La prima è ovviamente la pole di Kimi, per tutta una serie di motivi. La sfiga, le cose che non vanno all’ultimo come settimana scorsa, l’età, tutto quello che volete. La seconda è il risultato di quella pole, di quel nome che si issa in cima alla classifica per non essere più scavalcato, una volta tanto, dal poleman di turno.

Il risultato di quel nome lì in alto, di quel miglior tempo inaspettato, è un urlo partito incontrollabile; un’emozione forte, fortissima. Come se fosse stata repressa da qualcosa in tutto questo tempo. Non so perché ma è diverso da Monaco. Forse è Monza che dà quest’effetto, forse è l’atmosfera che si respira in questa settimana. L’aver rubato la scena ai due contendenti per il titolo con il giro più veloce della storia è una goduria immensa per questo vecchietto al quale sistematicamente viene scippato (ipoteticamente) il sedile da qualcuno più giovane, che sia un Bottas, un Ricciardo, un Leclerc. Anche a ragione, sia chiaro, perché in cuor mio so e tutti sappiamo che Kimi ormai è vicino ad appendere il casco. Che sia quest’anno o il prossimo poco cambia.

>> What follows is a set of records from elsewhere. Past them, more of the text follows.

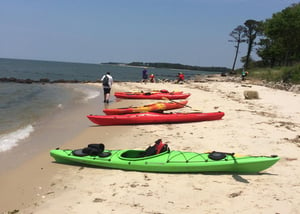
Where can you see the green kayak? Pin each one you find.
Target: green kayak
(159, 158)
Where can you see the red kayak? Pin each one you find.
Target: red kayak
(160, 106)
(152, 95)
(152, 118)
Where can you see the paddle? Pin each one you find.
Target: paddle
(165, 98)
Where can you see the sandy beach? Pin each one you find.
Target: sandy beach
(269, 125)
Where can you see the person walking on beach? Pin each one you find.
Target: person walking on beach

Eppure non lo so, sono rimasto stupito dalla mia stessa reazione ma forse la posso capire. Kimi è il pilota che più apprezzavo dopo Michael ai tempi della Mclaren. Per me quel Kimi lì era secondo solo a lui e non mi capacito del perché in Ferrari non si sia praticamente mai visto, a parte nella prima stagione del titolo. Nel senso che il finnico della Mclaren era un’autentica ira del signore tra il 2003 ed il 2005 e credevo fermamente che la sua bacheca si sarebbe arricchita parecchio negli anni a seguire. Poi tutti sappiamo come sono andate le cose e non è il caso di ricordarle. Eppure l’ho sempre apprezzato. Ho sempre sostenuto il suo autentico silenzio allo sfarzoso protagonismo richiesto e sbandierato di questi tempi.

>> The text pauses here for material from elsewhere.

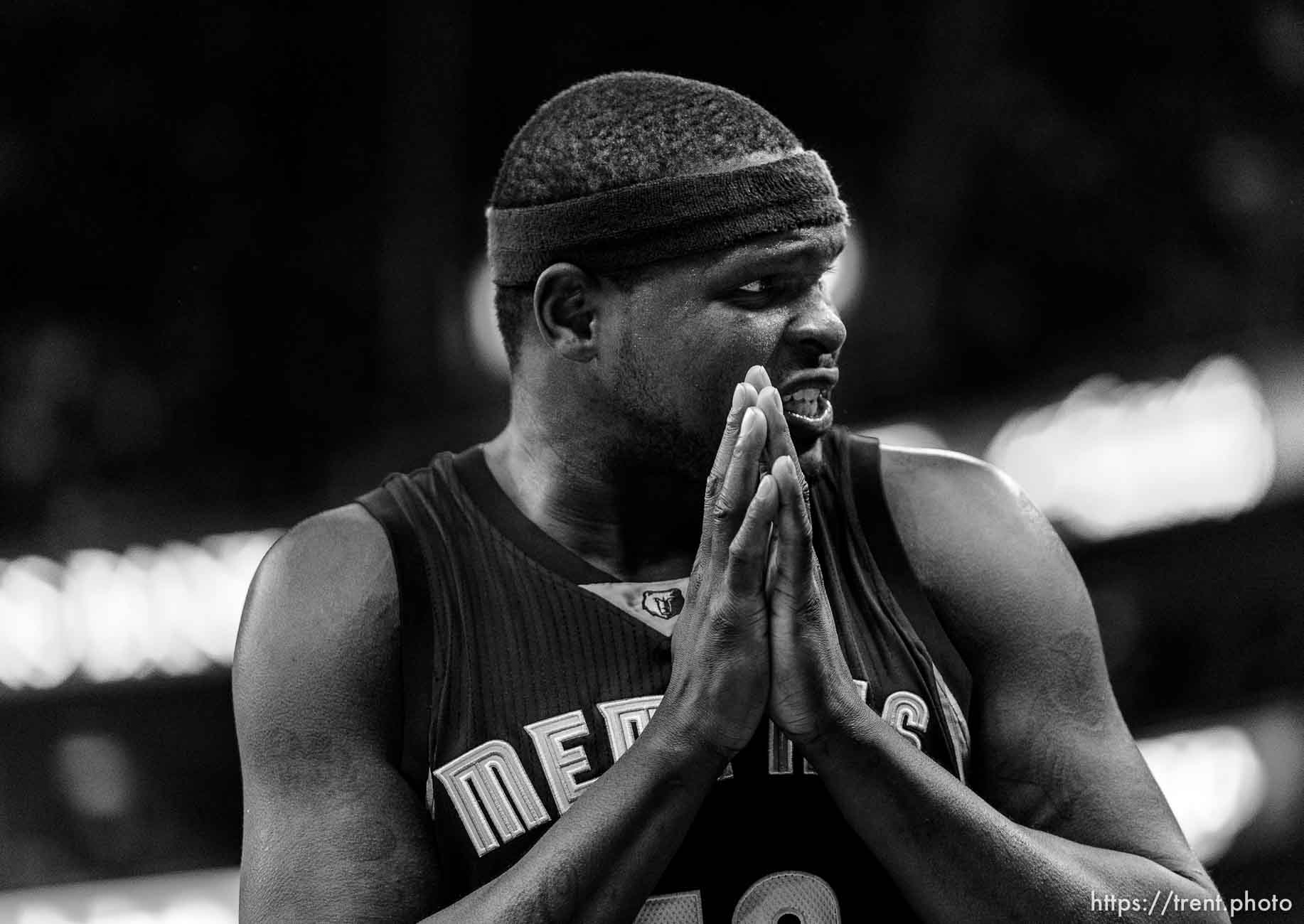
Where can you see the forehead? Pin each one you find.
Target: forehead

Avevo scelto lui come dopo Schumi ed è stato lui a tenermi legato alla F1 nel 2007, quando non avevo ancora iniziato a scrivere e quando il vuoto del primo ritiro di Michael è stato pesantissimo da metabolizzare. E quindi eccoci qui: forse quell’urlo e quelle braccia al cielo dopo la sua pole, per quanto inattese, hanno una radice profonda, arrivano da quegli anni in cui avevo visto in lui il mio futuro da tifoso anche se poi le cose, piano piano, sono cambiate. Le emozioni però non si possono reprimere e quindi grazie Kimi, per questo giro. Te lo sei meritato dal primo all’ultimo secondo.